What would be more useful is to correlate results with post volume, rather than time.

Otherwise, almost every phrase will trend upwards since Mefi has been growing continuously, and you can't actually gauge what terms are actually tailing off in general usage (0.01% of all phrases in 2003 is probably significantly less than 0.001% of all phrases in 2013).

As an added benefit, there will be less tendency for results to drop to 0 at the end of the graph regardless of when the graph is generated.
posted by ardgedee at 6:35 AM on February 3, 2013




Display results in terms of parts per million rather than as raw count is the default approach to this sort of thing, and is actually what I was assuming this was doing though I never did actually sanity check that.
posted by cortex (staff) at 7:48 AM on February 3, 2013


I should have been more explicit. The way I was planning on handling relative frequency is exactly how Google handles it. For example, if you search for "pony" in meta, what the chart will show for each year is what percentage of all unigrams in meta are "pony" for that year.

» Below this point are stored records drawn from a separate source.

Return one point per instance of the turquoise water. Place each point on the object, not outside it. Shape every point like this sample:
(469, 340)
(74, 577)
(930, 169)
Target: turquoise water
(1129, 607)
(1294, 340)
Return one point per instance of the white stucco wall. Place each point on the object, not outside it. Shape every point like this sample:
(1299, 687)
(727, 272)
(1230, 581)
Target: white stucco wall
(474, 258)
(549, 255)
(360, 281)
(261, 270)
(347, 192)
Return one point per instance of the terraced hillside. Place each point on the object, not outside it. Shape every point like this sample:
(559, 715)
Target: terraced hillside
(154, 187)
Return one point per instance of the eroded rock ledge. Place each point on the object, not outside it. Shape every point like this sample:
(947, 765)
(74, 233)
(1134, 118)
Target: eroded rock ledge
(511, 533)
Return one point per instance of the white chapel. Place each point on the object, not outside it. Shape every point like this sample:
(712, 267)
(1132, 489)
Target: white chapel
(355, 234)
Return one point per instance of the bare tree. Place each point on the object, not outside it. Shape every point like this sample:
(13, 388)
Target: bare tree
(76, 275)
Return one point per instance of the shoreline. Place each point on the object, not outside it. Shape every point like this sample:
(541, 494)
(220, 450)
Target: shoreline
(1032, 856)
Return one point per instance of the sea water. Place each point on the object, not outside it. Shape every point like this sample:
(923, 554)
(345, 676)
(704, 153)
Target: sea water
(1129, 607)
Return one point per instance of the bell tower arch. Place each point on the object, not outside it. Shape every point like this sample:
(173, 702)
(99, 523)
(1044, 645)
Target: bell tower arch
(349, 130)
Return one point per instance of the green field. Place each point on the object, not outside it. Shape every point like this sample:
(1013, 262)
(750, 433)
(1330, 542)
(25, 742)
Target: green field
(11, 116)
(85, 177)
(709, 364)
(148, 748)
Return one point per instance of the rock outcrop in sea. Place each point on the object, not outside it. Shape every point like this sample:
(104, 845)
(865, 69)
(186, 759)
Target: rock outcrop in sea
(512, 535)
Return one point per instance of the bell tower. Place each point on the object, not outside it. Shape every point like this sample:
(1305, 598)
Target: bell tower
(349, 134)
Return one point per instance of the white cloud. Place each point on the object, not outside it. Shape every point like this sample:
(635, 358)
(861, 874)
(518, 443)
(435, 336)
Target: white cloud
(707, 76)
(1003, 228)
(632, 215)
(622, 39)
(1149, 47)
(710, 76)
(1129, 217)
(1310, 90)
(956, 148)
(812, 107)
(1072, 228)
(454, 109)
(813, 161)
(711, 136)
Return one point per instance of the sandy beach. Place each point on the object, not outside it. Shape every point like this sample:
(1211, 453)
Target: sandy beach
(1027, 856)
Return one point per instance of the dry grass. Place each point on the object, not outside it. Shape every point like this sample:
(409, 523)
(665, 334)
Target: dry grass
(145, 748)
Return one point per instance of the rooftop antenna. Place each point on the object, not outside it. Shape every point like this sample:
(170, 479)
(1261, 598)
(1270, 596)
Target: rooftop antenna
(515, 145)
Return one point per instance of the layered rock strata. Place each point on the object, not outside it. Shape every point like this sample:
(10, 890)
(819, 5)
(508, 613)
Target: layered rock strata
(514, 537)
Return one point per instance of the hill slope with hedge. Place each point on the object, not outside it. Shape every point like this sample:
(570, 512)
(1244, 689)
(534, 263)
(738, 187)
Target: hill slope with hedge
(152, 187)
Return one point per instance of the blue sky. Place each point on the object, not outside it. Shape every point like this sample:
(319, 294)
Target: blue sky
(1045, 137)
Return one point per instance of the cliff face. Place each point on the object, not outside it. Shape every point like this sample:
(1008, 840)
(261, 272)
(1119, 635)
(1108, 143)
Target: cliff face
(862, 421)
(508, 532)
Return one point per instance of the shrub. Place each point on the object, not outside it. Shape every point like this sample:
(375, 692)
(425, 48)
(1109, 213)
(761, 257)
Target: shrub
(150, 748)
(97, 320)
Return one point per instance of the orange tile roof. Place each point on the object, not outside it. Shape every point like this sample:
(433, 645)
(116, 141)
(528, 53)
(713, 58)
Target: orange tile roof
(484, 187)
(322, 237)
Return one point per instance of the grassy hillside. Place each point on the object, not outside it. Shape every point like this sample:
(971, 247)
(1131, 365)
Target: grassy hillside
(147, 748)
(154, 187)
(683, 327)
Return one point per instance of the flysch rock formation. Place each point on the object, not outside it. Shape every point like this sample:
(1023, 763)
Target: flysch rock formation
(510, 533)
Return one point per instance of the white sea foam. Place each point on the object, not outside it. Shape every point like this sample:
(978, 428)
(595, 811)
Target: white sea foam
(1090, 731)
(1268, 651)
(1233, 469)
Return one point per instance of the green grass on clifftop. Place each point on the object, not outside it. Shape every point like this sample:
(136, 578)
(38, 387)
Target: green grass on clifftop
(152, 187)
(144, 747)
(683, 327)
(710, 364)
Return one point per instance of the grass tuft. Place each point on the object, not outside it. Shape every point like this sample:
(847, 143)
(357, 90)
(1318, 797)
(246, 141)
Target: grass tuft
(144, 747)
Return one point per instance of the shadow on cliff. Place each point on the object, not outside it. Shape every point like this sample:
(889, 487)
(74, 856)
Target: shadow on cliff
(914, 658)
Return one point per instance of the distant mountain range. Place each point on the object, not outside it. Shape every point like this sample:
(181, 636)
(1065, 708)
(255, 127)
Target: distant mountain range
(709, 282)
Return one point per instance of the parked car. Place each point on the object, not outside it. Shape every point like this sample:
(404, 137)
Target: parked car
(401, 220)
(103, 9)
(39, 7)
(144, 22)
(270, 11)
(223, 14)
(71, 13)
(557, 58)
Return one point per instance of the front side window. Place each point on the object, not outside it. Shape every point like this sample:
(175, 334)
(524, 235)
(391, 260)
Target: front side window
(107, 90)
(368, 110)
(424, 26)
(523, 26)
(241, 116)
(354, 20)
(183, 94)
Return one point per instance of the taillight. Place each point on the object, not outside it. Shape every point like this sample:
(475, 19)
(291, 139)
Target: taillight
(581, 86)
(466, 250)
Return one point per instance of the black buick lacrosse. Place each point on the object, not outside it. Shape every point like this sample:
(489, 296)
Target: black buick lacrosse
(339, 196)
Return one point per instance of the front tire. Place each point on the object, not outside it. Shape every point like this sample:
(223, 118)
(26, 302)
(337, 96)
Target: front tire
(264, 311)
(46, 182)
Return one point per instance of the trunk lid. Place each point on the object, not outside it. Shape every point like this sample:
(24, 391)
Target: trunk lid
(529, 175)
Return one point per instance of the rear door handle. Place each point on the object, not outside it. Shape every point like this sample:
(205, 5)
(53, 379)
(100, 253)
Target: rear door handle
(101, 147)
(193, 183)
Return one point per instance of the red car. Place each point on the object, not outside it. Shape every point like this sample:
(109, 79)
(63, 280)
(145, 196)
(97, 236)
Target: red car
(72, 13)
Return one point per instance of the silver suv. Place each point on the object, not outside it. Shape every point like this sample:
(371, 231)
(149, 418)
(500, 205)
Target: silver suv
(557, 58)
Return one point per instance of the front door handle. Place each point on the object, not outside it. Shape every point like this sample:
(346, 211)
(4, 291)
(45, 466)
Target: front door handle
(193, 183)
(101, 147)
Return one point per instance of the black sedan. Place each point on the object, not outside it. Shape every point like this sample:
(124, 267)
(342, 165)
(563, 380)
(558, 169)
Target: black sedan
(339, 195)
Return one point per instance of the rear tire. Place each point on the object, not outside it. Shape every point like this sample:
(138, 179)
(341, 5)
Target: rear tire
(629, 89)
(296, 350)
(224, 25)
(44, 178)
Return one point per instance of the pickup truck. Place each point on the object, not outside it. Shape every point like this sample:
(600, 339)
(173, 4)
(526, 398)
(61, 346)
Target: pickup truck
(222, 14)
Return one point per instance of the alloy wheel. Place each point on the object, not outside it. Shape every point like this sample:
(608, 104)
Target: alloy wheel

By the way, being able to click through to posts has gotten me digging around in the early days of mefi, and it is interesting to see all the ways it's different. A few examples: Before permalinks became a big deal, before formalizing the rules about double posts, allowing links in titles. Seeing all the broken links also makes me sad about how much has been lost from the earlier days of the web.
posted by jjwiseman at 12:03 PM on February 3, 2013


The viewer now shows relative frequencies.
posted by jjwiseman at 6:07 PM on February 3, 2013


« Older What constitutes a thin post?   |   Irresponsible Medical Advice And What To Do With... Newer »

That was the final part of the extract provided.